Source : TokenTerminal
À mesure que la liquidité se resserre, les prix deviennent plus sensibles à la demande entrante, ce qui permet à des flux entrants, même modérés, de générer des mouvements haussiers plus marqués. Cependant, cette même situation introduit une fragilité, dans la mesure où une liquidité plus faible réduit la capacité du marché à absorber la pression à la vente.
Si le soutien s’affaiblit, les mouvements à la baisse peuvent s’accélérer rapidement, reflétant une structure dans laquelle les contraintes de l’offre amplifie la volatilité à la hausse comme à la baisse.
La structure de la demande s’affaiblit à mesure que les perpétuels stimulent l’élan
Alors que le jalonnement continue de bloquer l’offre, la demande commence à montrer un caractère différent, où les produits dérivés prennent le dessus au lieu de la conviction au comptant.
L'activité se déplace rapidement vers les marchés à effet de levier, avec un volume perpétuel atteignant 34,74 milliards de dollars, bien au-dessus du volume au comptant de 14,29 milliards de dollars, ce qui montre que les traders préfèrent la vitesse à la stabilité.
Cependant, l'Open Interest (OI) est tombé à environ 31,18 milliards de dollars, en baisse de 5,75 %, ce qui suggère que les traders ne construisent pas des positions durables mais une exposition tournante.
Par conséquent, les taux de financement sont devenus légèrement négatifs, reflétant une pression croissante à la vente alors même que les prix se maintenaient. Cela crée une structure mixte, dans laquelle certains traders se positionnent à la baisse tandis que d'autres recherchent des mouvements à court terme.
En conséquence, le prix devient plus réactif que stable, ce qui implique que les utilisateurs sont confrontés à des fluctuations plus rapides, où les gains peuvent s'inverser rapidement sans une forte demande au comptant pour les soutenir.
Le changement de flux de commandes signale que les acheteurs reprennent le contrôle
Alors que les produits dérivés continuent de stimuler la demande, le flux de commandes commence à expliquer pourquoi Ethereum a eu du mal à maintenir sa hausse tout au long du cycle.
La pression à la vente est restée persistante, avec un volume net de preneurs profondément négatif lors des principaux rallyes, notamment environ -511 millions de dollars au-dessus de 4 000 dollars.

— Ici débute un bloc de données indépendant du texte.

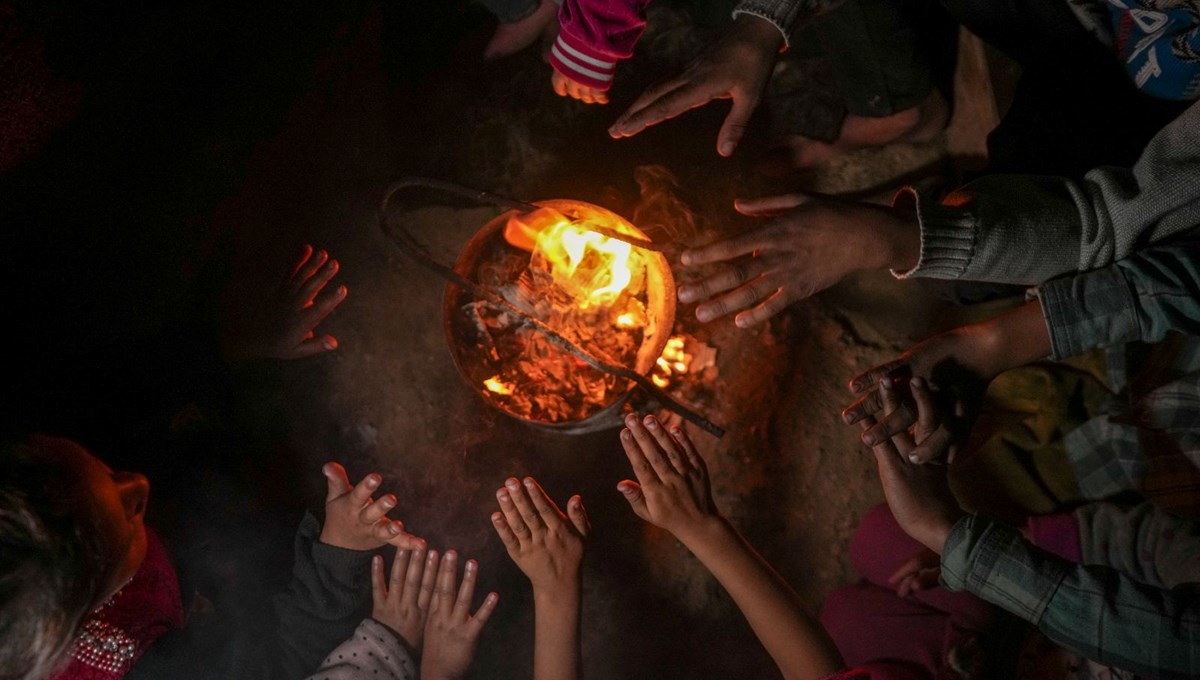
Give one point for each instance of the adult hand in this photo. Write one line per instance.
(736, 67)
(809, 244)
(918, 495)
(451, 631)
(355, 521)
(672, 489)
(283, 324)
(402, 602)
(567, 88)
(546, 545)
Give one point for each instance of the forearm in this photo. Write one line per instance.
(556, 650)
(798, 644)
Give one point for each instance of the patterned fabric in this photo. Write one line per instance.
(121, 629)
(1093, 611)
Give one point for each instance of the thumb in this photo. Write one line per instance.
(633, 493)
(337, 483)
(579, 516)
(771, 205)
(735, 125)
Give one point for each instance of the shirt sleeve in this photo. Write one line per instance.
(593, 36)
(1026, 229)
(329, 593)
(372, 651)
(784, 14)
(1138, 299)
(1093, 611)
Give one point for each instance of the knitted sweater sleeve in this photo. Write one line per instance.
(593, 36)
(1026, 229)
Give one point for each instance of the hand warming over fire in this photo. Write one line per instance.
(809, 244)
(357, 522)
(283, 324)
(547, 547)
(451, 631)
(672, 489)
(567, 88)
(402, 602)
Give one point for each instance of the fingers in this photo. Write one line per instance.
(666, 444)
(729, 278)
(771, 205)
(775, 304)
(736, 124)
(636, 498)
(361, 493)
(513, 516)
(579, 516)
(649, 446)
(336, 482)
(729, 248)
(744, 298)
(541, 503)
(529, 515)
(425, 594)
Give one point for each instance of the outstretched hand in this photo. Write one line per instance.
(736, 67)
(451, 631)
(918, 495)
(809, 244)
(358, 522)
(672, 489)
(546, 545)
(283, 324)
(402, 602)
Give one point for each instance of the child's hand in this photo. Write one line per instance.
(451, 631)
(539, 539)
(402, 603)
(357, 522)
(672, 488)
(283, 324)
(567, 88)
(918, 495)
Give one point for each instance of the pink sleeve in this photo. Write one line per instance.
(593, 36)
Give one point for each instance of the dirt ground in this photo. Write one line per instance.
(787, 473)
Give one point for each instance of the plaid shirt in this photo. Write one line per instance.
(1093, 611)
(1150, 439)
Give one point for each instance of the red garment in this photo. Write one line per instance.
(119, 631)
(593, 36)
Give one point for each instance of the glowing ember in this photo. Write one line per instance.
(495, 384)
(673, 361)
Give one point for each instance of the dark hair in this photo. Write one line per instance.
(53, 565)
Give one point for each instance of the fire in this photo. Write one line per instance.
(594, 269)
(673, 361)
(495, 384)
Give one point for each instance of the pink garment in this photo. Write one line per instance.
(894, 638)
(593, 36)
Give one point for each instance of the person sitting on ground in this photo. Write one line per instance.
(1107, 608)
(88, 589)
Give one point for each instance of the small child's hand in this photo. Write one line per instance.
(282, 325)
(402, 603)
(357, 522)
(672, 488)
(567, 88)
(451, 632)
(538, 536)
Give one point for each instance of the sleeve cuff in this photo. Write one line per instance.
(995, 563)
(1087, 311)
(581, 64)
(947, 238)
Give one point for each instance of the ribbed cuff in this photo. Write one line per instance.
(947, 238)
(582, 64)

À mesure que le prix se rapprochait du sommet proche de 5 000 $, cette pression s'est encore intensifiée, atteignant près de -568 millions de dollars, ce qui montre que les vendeurs ont répondu activement à chaque tentative de cassure.
Source : CryptoQuant
Cette tendance explique l’incapacité répétée à maintenir des sommets, les vendeurs endettés ayant absorbé la demande plus rapidement qu’elle ne pouvait se développer.
Cependant, la structure commence désormais à changer.
Depuis mars, le volume net des acheteurs est devenu positif à environ +102 millions de dollars, ce qui suggère que les acheteurs absorbent enfin l'offre.
Si cela continue, les prix pourraient se stabiliser et augmenter, mais un échec ramènerait le marché à des fluctuations réactives et induites par l’effet de levier.
Résumé final
La compression de l'offre d'Ethereum [$ETH] resserre la liquidité, ce qui augmente la sensibilité à la hausse, mais une profondeur plus fine augmente le risque de volatilité en cas de chocs de demande ou de pressions de vente.
Ethereum montre un changement précoce de la demande à mesure que les acheteurs absorbent les ventes, mais une faible conviction au comptant maintient les prix réactifs et dépendants d'afflux soutenus.